The foreign press is warning of the potential for a major catastrophe for the northern hemisphere from the remaining fuel pools at Fukushima - but the American media is strangely silent. Their focus is on Reactor 4, which is open to the elements
May 22, 2012

The foreign press is warning of the potential for a major catastrophe for the northern hemisphere from the remaining fuel pools at Fukushima - but the American media is strangely silent. Their focus is on Reactor 4, which is open to the elements and at high risk of disaster in the event of another major earthquake:

More than a year after a devastating earthquake and tsunami triggered a massive nuclear disaster, experts are warning that Japan isn't out of the woods yet and the worst nuclear storm the world has ever seen could be just one earthquake away from reality.

The troubled Reactor 4 at the Fukushima Daiichi nuclear plant is at the centre of this potential catastrophe.

Reactor 4 -- and to a lesser extent Reactor 3 -- still hold large quantities of cooling waters surrounding spent nuclear fuel, all bound by a fragile concrete pool located 30 metres above the ground, and exposed to the elements.

A magnitude 7 or 7.5 earthquake would likely fracture that pool, and disaster would ensue, says Arnie Gundersen, a nuclear engineer with Fairewinds Energy Education who has visited the site.

The 1,535 spent fuel rods would become exposed to the air and would likely catch fire, with the most-recently added fuel rods igniting first.

The incredible heat generated from that blaze, Gundersen said, could then ignite the older fuel in the cooling pool, causing a massive oxygen-eating radiological fire that could not be extinguished with water.

"So the fear is the newest fuel could begin to burn and then we'd have a conflagration of the whole pool because it would become hotter and hotter.
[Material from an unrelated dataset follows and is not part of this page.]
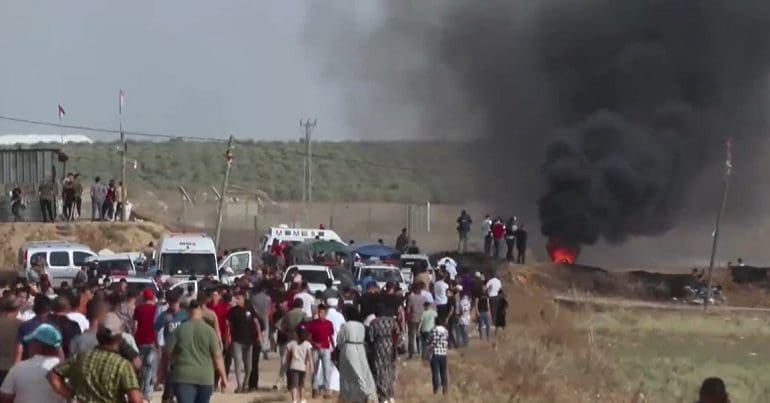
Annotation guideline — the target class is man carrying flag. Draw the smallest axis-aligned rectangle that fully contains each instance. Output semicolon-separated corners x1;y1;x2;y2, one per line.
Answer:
57;105;65;120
The health consequences of that are beyond where science has ever gone before," Gundersen told CTVNews.ca in an interview from his home in Vermont.

There are a couple of possible outcomes, Gundersen said.

Highly radioactive cesium and strontium isotopes would likely go airborne and "volatilize" -- turning into a vapour that could move with the wind, potentially travelling thousands of kilometres from the source.

The size of those particles would determine whether they remained in Japan, or made their way to the rest of Asia and other continents.

"And here's where there's no science because no one's ever dared to attempt the experiment," Gundersen said. "If it flies far enough it goes around the world, if the particles stay a little bigger, they settle in Japan. Either is awful."

Essentially, he said, Japan is sitting on a ticking time bomb.

And this isn't very reassuring, considering how many similarly flawed plants of the same kind are here in the U.S.:

Gregory Jaczko, chairman of the Nuclear Regulatory Commission, announced Monday he would resign from the five-member commission that oversees US nuclear power plant safety after a tenure in which he wrangled with other members of the commission over the direction of safety regulations.

Mr. Jaczko's chairmanship, which began with tumult three years ago over the NRC's controversial decision to cancel the proposed Yucca Mountain nuclear waste repository – now concludes on the heels of a tumultuous year attempting to implement "lessons learned" from the Fukushima nuclear meltdowns. He announced his resignation amid an ongoing battle over his proposals to tighten safety regulations at US nuclear power plants in the wake of the Japanese disaster.